HOUSTON - 3-D printing has been assisting surgeons through the most complicated operations imaginable for about four years.
Now, KPRC is getting a behind-the-scenes look at how the printer works and how it benefits patients.
At the Houston Methodist Research Institute, the director of MRI Core works specifically with neurosurgeons to help them map brain surgeries before stepping foot into the operating room.
It starts with an MRI of the brain. A special software converts that scan into a 3-D image. Then, a 3-D printer heats plastic, printing 0.2 millimeters layer by layer on top of each other to create a plastic replica of a patient's brain.
"Takes about 11 hours. Eleven, 12 hours, but once we have that, we have a three-dimensional model," said Christof Karmonik, director of MRI Core at Houston Methodist Hospital.
"What we did in the past makes us look like dinosaurs compared to what we can do now with all this advanced technology," Dr. David Baskin, professor of Neurosurgery at Houston Methodist Hospital, said.
Baskin said now a patient is cosmetically perfect after the reconstruction.
"If you have a bad stroke, have a lot of brain swelling, we actually remove a piece of the skull so there's room for the brain to swell out. It actually saves lives. The only problem is, after it's all over, you've got a big defect, a big hole in your skull. The skull is no longer available, it's been discarded or let's suppose you had a gunshot wound to the head with a patient where their skull was shattered, now you're walking around with a caved-in skull, and the challenges to produce a new skull that will fit perfectly in place," Baskin said. "No matter how good you are, it's very hard for you to contour the exact shape of the skull. But now with computers and 3D printing, we make a CAT scan and the computer reconstructs the way your skull should look and makes a new skull ... and this thing fits like a glove."

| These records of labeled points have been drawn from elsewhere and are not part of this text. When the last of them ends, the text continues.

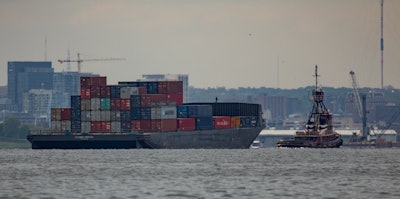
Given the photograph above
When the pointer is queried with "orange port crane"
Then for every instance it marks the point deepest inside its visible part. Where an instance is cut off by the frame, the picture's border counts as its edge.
(79, 61)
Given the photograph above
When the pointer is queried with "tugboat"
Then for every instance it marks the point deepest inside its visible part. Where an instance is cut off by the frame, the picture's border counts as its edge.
(319, 131)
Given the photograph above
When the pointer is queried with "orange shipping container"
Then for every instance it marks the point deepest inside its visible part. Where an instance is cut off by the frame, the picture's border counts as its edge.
(222, 122)
(235, 122)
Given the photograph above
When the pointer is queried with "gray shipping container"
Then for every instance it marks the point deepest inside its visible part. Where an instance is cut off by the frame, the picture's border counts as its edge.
(163, 112)
(95, 104)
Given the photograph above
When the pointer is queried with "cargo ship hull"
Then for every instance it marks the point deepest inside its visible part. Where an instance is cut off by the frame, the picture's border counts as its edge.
(83, 141)
(234, 138)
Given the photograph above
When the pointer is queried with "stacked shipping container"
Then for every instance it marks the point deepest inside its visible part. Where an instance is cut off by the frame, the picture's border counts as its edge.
(144, 107)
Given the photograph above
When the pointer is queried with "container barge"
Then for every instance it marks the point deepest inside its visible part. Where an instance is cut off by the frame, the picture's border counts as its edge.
(146, 115)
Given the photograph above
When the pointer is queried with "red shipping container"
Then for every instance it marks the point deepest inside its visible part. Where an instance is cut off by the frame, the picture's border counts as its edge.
(85, 93)
(235, 122)
(105, 126)
(65, 113)
(115, 104)
(222, 122)
(96, 81)
(141, 125)
(102, 81)
(175, 98)
(125, 104)
(142, 90)
(55, 114)
(95, 127)
(170, 87)
(105, 92)
(186, 124)
(86, 82)
(95, 92)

Besides cosmetics, it's critical for the skull to be as perfectly positioned as possible. The skull protects your brain from every trauma it could encounter, from major hits to minor bumps.
"We all bump our heads and bunk our heads three or four times a day and if you didn't have a skull and you hit that area of your scalp, you could injure your brain. So you want to put this back to protect the brain, protect the inside of the head, and you want to put it back in a way where there's no gaps, where there's no bumps, where there's no lumps because if you hit those bumps or lumps they could in turn produce trauma so you really need something that's going to fit perfectly into place like the original product. Along comes 3-D printing and we're now able to do that," Baskin said.
Prior to 3-D printing, bone cement (typically used for hip replacements) was used to fill in the skull after these kinds of operations. Baskin said it was agonizing trying to make bone cement fit perfectly into the patient's open skull, not to mention it added hours in the operating room.
"Definitely longer and definitely more complicated. Where now, you expose the defect, you pop this in, we sew the scalp back together and it's cut down the operation by more than half," Baskin said.